Fire safety at the field station also improved with the bond funds. The bedrooms originally had doors that opened only onto an interior hallway, while their windows were too small to serve as emergency exits. The renovation added an exterior door to each room, plus an overhead sprinkler system to the entire building, and an exterior fire pump house with a high-capacity diesel pump.

Outside, the field station got a handicapped parking space complete with a concrete ramp into the building, and a palatial greenhouse. The greenhouse has grown native plants for experiments as well as major revegetation projects. Roadway areas were also regraded and resurfaced to smooth potholes left by heavy mine company equipment.

The most exotic overhaul involved replacing the source of the reserve’s electrical power.

“The electrical power system left behind by the mining company was designed to operate an entire gold mining processing plant. It was meant to run huge machinery that was moving tons of earth. It was orders of magnitude beyond anything we could conceive of using, and we certainly had no capacity to maintain it,” Aigner says.

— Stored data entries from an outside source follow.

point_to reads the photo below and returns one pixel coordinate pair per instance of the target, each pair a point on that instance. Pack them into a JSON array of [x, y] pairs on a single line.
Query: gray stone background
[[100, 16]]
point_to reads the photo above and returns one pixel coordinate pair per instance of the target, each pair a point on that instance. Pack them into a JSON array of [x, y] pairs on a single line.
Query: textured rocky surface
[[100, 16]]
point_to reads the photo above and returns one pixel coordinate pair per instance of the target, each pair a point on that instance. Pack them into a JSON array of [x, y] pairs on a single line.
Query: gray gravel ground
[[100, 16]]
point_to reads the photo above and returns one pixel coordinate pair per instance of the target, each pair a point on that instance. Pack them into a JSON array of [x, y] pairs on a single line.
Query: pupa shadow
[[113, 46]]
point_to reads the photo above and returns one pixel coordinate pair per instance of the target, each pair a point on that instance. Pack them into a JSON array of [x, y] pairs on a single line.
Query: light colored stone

Prop. 84 paid to decommission the mine’s high voltage electrical substation, and replace it with a standard utility pole and lines maintained by PG&E.

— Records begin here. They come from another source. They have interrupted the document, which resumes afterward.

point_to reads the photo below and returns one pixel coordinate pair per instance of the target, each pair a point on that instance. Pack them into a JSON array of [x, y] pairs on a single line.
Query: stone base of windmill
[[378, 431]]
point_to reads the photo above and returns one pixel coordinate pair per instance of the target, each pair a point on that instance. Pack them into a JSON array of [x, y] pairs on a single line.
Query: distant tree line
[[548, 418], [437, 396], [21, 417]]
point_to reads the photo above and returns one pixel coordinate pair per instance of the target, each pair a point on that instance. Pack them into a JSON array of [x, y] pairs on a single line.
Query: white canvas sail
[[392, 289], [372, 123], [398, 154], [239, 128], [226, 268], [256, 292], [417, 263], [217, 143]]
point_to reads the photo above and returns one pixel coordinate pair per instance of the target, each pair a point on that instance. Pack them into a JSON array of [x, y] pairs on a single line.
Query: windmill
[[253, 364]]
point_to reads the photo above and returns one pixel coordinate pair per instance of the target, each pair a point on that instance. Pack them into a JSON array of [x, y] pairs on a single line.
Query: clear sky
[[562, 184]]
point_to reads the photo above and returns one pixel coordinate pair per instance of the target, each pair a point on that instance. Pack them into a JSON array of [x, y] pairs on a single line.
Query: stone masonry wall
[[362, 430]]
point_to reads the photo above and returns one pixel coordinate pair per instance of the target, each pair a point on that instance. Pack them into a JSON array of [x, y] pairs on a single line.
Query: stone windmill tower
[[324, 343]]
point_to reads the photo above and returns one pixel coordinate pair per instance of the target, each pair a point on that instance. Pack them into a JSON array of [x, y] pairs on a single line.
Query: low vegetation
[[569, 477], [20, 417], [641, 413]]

Atop the warehouse acquired from the mining company, reserve staff installed a rainwater collection system to irrigate the greenhouse, landscaping, and various field experiments. With every inch of rain, the system collects an astonishing 12,500 gallons. Now the 650,000-gallon storage tank left over from the mine, which holds a three-year supply, regularly overflows in the winter.

Another leftover from mining days, the disused guard shack along the entrance road, got new life when it was remodeled into a one-bedroom residence. Two successive stewards have lived in the space since.

“Even now it’s been useful with COVID,” Aigner says. Since the guard shack is self-contained, the reserve has been able to accommodate the occasional researcher while keeping that person isolated from the summer interns living in the field station.

Work on the renovations began with the guard house in October of 2011—a job conducted by the reserve steward—and was completed by December of 2016. All told, the projects cost $1.424 million.

“Everything we did was definitely beneficial. There’s no doubt,” Aigner says. “It’s still kind of an industrial setting, but that’s improving.”